I have always been under the impression that in order to be in a relationship, both parties should know about and agree to said status. It’s just good sense.

That definition was challenged, however, after my friend Hbomb shared a series of emails she’d exchanged with GQ – after she’d had the “friend talk” with him multiple times, and was clarifying that status after a mixed signals weekend.

GQ:

I freaking adore you. I say that as both a coworker, an ex, and even more-so as a friend…And I say all this as a friend. Our relationship was oh-so brief because, at the end of the day, it wasn’t meant to be. But our friendship? OMG…I called you that before we ever flirted with a relationship, and continued after.

Hbomb:

Well, this is a little awkward…I wasn’t aware that we were ever in a relationship, unless you meant relationship in the very broad, non-romantic sense, e.g. I have a “relationship” with my boss, my mom, my roommate, etc. To me, being in a relationship, romantically speaking, only occurs after two people have a conversation where they both agree that they are going to exclusively date each other. And we never even came close to discussing anything like that as far as I know, so I don’t see how you can consider me an ex…

GQ:

I used the word relationship because there was an oh-so-fleeting moment when I felt a spark of “something”– maybe it was an unrequited crush–for what must’ve been one week late last summer.

Hold on just a second. An unrequited crush can count as a relationship? The mere feeling of a potential spark? That can make someone an ex?

Well, shoot.

By my definition, I haven’t had too many full on relationships. A handful, here and there, plus, you know, the one super big one that I’m in right now (and forever!). But by GQ’s definition…

There was that one major unrequited crush from the seventh grade – I’m hoping only major crushes count, not minor ones – then a string of them throughout high school. You know how teenagers are.

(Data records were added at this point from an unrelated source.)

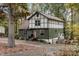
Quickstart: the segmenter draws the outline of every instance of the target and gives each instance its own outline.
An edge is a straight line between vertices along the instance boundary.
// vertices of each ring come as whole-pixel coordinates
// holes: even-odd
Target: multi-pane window
[[[35,20],[35,26],[40,26],[40,20]]]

There was that guy in my Italian class four years ago – I thought there was a spark. We never went out (or talked outside of class except on the walk to our respective homes), but apparently, he’s my ex.

And those are just the ones I can think of off the top of my head.

Should I count the lacrosse players I ogled in college? Or the blind dates I was set up on for sorority formals?

This list could get long.

And we haven’t even started on celebrities yet.

Though, by what other definition could I call Sawyer my ex?